Depuis le 12 mai, WannaCrypt a causé d'importants dégâts un peu partout dans le monde en chiffrant des fichiers et des dossiers avant d'exiger une rançon pour les libérer. Mais ses jours sont comptés : des outils commencent à voir le jour pour neutraliser WannaCrypt.

Les jours de WannaCrypt sont comptés. En effet, depuis l’apparition du rançongiciel le 12 mai, d’importants efforts sont déployés pour stopper ses méfaits. Microsoft a par exemple sorti exceptionnellement un patch de sécurité pour Windows XP, Server 2003 et 8 même s’ils ne sont plus supportés. De son côté, Europol a fait savoir qu’un outil de déchiffrement était en cours d’élaboration.

Des bidouilleurs de talent sont aussi à pied d’œuvre pour essayer de neutraliser pour de bon le logiciel malveillant. Et une semaine après la propagation de WannaCrypt, il semble que certains travaux commencent enfin à aboutir, ce qui va certainement redonner de l’espoir à ceux et celles dont les fichiers et les dossiers ont été bloqués par le ransomware.

La solution actuelle, baptisée, Wannakey, a été mise au point par un Français, Adrien Guinet. L’intéressé, qui travaille comme expert en sécurité informatique pour la société QuarksLab (que l’on connait notamment pour avoir travaillé sur l’audit de VeraCrypt, un logiciel permettant de chiffrer les données d’un support de stockage), prévient toutefois que sa méthode n’est pas parfaite.

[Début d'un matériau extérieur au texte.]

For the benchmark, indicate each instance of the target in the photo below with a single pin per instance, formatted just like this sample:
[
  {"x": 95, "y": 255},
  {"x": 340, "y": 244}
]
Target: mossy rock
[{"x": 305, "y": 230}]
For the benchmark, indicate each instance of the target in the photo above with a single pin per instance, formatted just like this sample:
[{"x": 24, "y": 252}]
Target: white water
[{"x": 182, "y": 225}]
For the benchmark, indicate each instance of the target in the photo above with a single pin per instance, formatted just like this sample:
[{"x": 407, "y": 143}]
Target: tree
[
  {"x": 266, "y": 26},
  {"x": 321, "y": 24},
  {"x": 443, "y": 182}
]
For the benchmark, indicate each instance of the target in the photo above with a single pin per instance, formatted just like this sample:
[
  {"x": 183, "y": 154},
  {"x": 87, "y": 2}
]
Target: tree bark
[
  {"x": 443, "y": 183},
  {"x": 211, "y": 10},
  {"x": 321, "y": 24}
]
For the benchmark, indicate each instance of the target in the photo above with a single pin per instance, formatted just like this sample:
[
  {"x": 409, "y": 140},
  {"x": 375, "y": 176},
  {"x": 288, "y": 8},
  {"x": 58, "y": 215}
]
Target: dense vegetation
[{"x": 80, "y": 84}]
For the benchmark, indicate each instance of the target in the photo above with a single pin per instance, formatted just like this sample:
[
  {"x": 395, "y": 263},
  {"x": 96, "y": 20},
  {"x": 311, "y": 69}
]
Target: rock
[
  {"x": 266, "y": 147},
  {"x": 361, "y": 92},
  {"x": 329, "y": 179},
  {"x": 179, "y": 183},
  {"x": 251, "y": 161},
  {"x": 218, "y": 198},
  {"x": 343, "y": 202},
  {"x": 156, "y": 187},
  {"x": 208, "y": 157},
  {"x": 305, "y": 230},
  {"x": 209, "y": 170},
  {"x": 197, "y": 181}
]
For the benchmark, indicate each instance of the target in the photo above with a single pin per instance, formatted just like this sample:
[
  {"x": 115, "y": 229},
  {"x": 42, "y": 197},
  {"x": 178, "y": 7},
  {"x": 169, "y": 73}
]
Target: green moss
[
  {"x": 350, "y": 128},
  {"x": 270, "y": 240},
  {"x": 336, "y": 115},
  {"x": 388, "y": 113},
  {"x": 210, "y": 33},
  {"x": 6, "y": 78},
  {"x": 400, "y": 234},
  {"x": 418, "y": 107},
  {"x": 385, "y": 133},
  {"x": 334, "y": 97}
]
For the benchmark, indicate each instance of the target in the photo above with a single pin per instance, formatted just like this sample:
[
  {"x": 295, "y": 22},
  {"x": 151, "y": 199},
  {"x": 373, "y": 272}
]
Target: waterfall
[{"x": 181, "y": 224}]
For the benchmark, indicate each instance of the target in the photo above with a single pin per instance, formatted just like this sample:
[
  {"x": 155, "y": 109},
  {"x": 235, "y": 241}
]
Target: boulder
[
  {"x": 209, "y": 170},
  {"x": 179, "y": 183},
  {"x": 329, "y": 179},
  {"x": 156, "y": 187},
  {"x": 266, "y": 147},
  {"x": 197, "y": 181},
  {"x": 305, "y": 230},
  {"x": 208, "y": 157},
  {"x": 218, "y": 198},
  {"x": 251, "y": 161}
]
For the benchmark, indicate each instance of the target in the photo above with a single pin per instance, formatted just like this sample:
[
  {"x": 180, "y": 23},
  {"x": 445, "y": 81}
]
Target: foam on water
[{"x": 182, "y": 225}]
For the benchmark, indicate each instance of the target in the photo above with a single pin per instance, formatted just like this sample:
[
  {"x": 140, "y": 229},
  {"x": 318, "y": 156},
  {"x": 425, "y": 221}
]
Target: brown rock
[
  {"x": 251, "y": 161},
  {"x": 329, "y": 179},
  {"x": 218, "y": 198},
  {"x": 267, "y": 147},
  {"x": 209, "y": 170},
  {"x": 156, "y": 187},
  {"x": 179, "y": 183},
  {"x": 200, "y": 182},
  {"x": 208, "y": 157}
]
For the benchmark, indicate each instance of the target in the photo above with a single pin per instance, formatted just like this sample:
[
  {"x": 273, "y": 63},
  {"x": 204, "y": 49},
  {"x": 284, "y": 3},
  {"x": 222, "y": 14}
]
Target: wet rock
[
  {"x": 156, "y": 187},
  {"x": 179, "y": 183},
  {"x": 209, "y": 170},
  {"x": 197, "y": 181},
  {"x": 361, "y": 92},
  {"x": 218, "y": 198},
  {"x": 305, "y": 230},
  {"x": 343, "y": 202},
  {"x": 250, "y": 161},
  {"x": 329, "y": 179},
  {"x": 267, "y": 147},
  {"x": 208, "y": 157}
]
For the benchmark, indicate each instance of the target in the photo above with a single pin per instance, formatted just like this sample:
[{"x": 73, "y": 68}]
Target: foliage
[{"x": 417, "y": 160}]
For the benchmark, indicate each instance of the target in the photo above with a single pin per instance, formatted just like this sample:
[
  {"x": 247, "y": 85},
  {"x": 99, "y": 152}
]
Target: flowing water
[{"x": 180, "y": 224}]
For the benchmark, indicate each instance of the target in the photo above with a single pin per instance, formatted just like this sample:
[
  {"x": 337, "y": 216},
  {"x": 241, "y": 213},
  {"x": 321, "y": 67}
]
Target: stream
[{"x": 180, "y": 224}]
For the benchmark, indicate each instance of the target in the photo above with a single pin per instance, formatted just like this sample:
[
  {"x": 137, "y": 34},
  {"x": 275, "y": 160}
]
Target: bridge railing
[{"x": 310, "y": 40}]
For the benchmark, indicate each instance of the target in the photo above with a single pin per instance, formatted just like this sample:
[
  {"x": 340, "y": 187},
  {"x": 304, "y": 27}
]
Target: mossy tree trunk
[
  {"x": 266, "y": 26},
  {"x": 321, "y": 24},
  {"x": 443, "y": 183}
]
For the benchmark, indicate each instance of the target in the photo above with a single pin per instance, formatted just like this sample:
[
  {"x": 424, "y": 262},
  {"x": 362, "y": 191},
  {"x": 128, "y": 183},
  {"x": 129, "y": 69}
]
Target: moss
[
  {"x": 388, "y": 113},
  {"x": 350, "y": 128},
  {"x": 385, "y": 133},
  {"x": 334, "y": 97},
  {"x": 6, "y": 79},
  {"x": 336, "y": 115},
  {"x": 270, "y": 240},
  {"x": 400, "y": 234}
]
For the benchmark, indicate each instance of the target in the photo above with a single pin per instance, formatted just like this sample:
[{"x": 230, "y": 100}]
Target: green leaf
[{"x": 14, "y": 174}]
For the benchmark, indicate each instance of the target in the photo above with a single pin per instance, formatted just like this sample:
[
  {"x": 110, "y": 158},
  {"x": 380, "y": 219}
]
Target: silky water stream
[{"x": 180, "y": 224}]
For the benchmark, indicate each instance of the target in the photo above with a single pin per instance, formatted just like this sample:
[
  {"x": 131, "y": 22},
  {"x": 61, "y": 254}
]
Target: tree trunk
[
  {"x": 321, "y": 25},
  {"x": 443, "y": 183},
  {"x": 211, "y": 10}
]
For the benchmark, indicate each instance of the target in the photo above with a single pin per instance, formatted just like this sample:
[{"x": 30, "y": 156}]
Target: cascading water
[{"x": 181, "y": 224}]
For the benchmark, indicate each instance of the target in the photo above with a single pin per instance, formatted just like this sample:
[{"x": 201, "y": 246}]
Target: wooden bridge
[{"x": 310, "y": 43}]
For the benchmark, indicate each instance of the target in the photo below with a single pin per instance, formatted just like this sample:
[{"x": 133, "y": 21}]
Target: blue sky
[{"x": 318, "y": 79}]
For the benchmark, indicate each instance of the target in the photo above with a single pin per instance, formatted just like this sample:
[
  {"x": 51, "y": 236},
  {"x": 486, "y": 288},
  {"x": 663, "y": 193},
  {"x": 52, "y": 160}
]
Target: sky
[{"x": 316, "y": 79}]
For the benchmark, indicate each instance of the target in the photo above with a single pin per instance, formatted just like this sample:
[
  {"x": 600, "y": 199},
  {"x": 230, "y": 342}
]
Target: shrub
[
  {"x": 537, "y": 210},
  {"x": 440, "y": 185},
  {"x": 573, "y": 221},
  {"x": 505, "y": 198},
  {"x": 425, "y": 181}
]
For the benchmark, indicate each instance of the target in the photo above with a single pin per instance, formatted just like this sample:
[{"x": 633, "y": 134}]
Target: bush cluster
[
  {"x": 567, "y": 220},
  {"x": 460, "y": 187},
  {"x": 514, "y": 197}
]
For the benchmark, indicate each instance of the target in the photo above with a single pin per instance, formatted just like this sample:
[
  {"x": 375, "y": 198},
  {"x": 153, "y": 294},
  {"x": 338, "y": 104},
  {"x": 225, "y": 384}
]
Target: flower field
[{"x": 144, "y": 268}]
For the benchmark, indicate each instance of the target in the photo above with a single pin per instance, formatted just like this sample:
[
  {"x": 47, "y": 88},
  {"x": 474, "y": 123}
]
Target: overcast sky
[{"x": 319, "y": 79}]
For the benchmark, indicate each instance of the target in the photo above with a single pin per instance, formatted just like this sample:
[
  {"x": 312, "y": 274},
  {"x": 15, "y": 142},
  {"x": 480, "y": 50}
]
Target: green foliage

En effet, elle nécessite de satisfaire quelques prérequis : il faut que le poste tourne sous Windows XP et qu’aucun redémarrage ne soit survenu depuis le moment de l’infection avec WannaCrypt. En clair, tout le monde ne pourra pas profiter de Wannakey : si vous avez un PC fonctionnant avec un OS plus récent ou si vous avez éteint puis rallumé la machine, vous êtes hors-jeu.

Comment Adrien Guinet a-t-il procédé ? Il a en fait découvert au fil de ses recherches que les nombres premiers qui sont utilisés pour générer la clé de chiffrement utilisée par WannaCrypt pour verrouiller les documents de l’ordinateur ne sont pas effacés pendant le processus, malgré l’appel de la fonction CryptDestroyKey. Ils sont gardés en mémoire.

« Cela veut dire qu’avec de la chance (beaucoup ?), la clé privée RSA nécessaire pour déchiffrer WannaCrypt pourrait encore être présente dans un système infecté ! », s’enthousiasme-t-il. Mais, « mauvaise nouvelle : la fonction CryptReleaseContext est appelée après le fait que la clé privée de chiffrement est sauvée. Et cette fonction efface la partie que nous avons vu en mémoire », nuance-t-il.

Il ajoute : « les auteurs de WannaCrypt ont fait du bon travail en effaçant en mémoire une version exportée de la clé privée RSA qui a été générée ». Mais le Français a par ailleurs constaté que la fonction CryptReleaseContext ne semble pas marcher comme prévu avec Windows XP. « La clé est toujours là après le passage de la fonction CryptReleaseContext », fait-il remarquer.

Pour le dire autrement, si WannaCrypt se sert d’une vulnérabilité pour infecter les postes informatiques, Wannakey se sert aussi d’une faiblesse technique de Windows, à savoir l’absence de remise à zéro de la mémoire sous Windows XP malgré l’usage de la fonction CryptReleaseContext, pour récupérer la clé privée de chiffrement. Et c’est cette clé que va donc chercher Wannakey.

Pas d’emballement pour autant. On l’a vu, il faut d’une part que la machine infectée soit sous Windows XP et qu’aucun redémarrage n’ait eu lieu. En outre, Adrien Guinet explique sur une page GitHub que sa méthode ne marche malheureusement pas à tout les coups même s’il entend actualiser Wannakey afin de rendre son outil de plus en plus efficace.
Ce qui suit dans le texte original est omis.